Blockchain teknolojisinin finansal kurumlar tarafından yaygın olarak benimsenmesini engelleyen ne?
Pek çok kurum bir süredir teknolojiyle ilgilense de, düzenlemelerdeki belirsizlikler ve mevcut altyapıyla ilgili zorluklar konusunda hala endişe duyuyorlar.
Her zamankinden daha fazla kurum blockchain konusuna ilgi duymaya başladı. Aslında, Deloitte'un 2021 Küresel Blockchain Anketine göre, katılımcıların neredeyse yüzde 80'i dijital varlıkların önümüzdeki 12 ay içinde kendi sektörleri için çok önemli hale geleceğini düşünüyor.

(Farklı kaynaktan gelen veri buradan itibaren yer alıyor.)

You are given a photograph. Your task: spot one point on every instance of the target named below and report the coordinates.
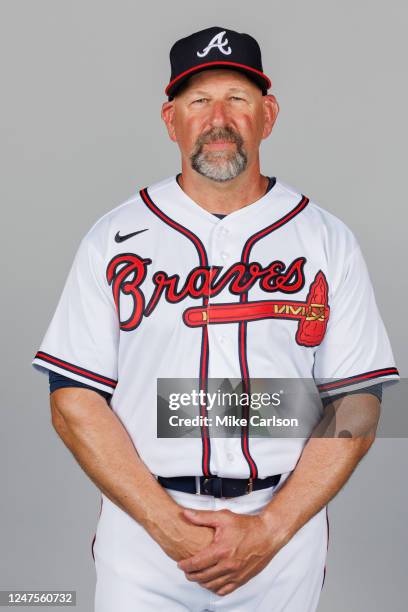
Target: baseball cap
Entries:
(215, 47)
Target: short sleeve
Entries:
(356, 351)
(82, 339)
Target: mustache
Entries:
(226, 134)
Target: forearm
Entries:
(105, 451)
(323, 468)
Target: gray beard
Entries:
(219, 165)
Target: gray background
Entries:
(81, 90)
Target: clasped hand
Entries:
(242, 546)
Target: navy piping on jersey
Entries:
(59, 381)
(203, 369)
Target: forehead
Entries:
(220, 78)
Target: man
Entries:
(218, 272)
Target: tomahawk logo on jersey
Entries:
(161, 288)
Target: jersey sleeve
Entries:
(82, 339)
(356, 351)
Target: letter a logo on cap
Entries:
(216, 42)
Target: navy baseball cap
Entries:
(215, 47)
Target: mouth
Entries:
(220, 145)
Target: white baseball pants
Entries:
(135, 575)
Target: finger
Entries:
(216, 571)
(217, 585)
(201, 561)
(202, 517)
(228, 588)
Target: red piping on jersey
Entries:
(94, 538)
(344, 382)
(204, 339)
(327, 547)
(242, 344)
(218, 63)
(65, 365)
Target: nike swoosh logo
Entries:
(119, 238)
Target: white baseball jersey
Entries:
(162, 288)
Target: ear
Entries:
(271, 110)
(167, 114)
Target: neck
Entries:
(223, 197)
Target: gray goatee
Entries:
(219, 165)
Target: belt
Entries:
(217, 486)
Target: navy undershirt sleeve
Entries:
(59, 381)
(373, 390)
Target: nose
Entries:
(219, 116)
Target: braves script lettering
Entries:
(127, 272)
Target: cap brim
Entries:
(255, 75)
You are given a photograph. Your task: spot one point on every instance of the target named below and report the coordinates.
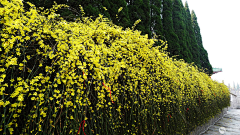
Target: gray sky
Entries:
(219, 22)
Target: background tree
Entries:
(191, 39)
(180, 30)
(113, 6)
(168, 31)
(155, 15)
(203, 53)
(140, 9)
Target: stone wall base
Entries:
(203, 128)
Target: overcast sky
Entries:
(219, 22)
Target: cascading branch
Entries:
(93, 77)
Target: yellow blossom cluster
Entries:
(55, 74)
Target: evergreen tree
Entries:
(180, 30)
(168, 31)
(140, 9)
(191, 39)
(113, 6)
(203, 53)
(155, 16)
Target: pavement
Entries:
(228, 125)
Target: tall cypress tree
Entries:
(122, 18)
(191, 39)
(180, 30)
(155, 16)
(168, 31)
(203, 53)
(140, 9)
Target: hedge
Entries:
(93, 77)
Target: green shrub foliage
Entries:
(94, 77)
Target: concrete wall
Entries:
(203, 128)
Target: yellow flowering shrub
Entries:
(93, 77)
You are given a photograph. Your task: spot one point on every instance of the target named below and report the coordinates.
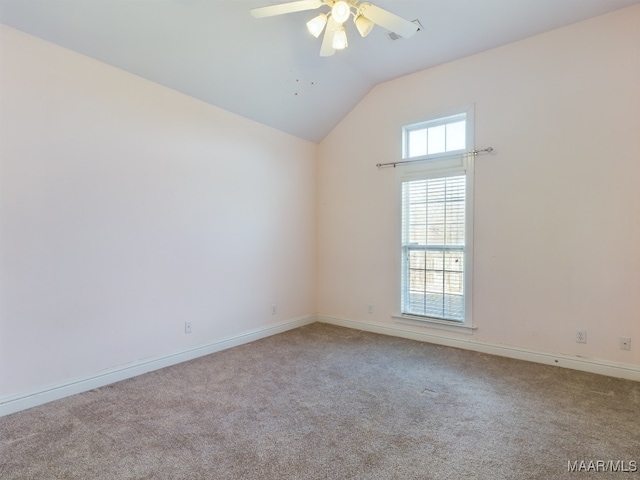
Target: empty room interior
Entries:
(233, 248)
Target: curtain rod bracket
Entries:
(474, 152)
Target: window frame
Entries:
(446, 164)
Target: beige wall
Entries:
(127, 209)
(557, 206)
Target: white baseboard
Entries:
(602, 367)
(17, 403)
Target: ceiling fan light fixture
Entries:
(340, 39)
(364, 25)
(316, 25)
(341, 11)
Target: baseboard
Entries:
(17, 403)
(602, 367)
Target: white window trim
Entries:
(435, 166)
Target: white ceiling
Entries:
(269, 69)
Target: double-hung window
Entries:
(436, 221)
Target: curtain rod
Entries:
(475, 153)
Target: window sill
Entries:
(434, 323)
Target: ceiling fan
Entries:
(365, 16)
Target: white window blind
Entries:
(433, 247)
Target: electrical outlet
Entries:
(625, 343)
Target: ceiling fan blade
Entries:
(326, 50)
(388, 20)
(289, 7)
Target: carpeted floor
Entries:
(324, 402)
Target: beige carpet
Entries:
(324, 402)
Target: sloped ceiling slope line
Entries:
(268, 69)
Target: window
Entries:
(443, 135)
(436, 222)
(433, 247)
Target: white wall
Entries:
(127, 209)
(557, 206)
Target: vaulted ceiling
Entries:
(269, 69)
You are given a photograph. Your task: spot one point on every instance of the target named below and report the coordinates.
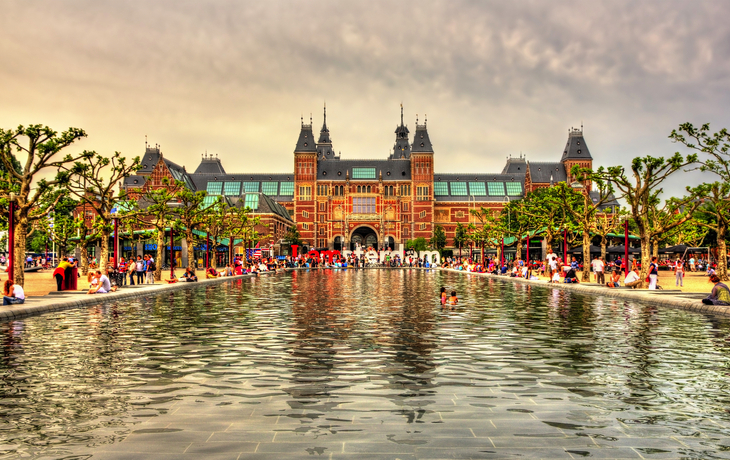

Dijital varlıklar daha geniş çapta kullanılıyor olsa da, finansal kurumlar tarafından resmen benimsenmesinden önce aşılması gereken engeller var.
Bu engeller arasında, Ethereum (ETH) blockchain ağı üzerinde takma ad kullanımı ve merkeziyetsiz altyapı geliyor. Bu durum, hem ihraççılar hem de yatırımcılar için uyum zorlukları meydana getiriyor.
Ayrıca, Ethereum ağında gerçekleşen güncellemelerde ortaya çıkma ihtimali bulunan sert çatallanma (hard fork) işlemleri nedeniyle yönetişimin bir engel ve risk olduğu da kanıtlanmış durumda. Son olarak, teknoloji mimarisinin bir sonucu olarak gerçekleşecek işlem sayısının sınırlı kalması uyumluluğu zora sokuyor..
Menkul kıymet tokeni nedir? Hangi fırsatları sunuyor?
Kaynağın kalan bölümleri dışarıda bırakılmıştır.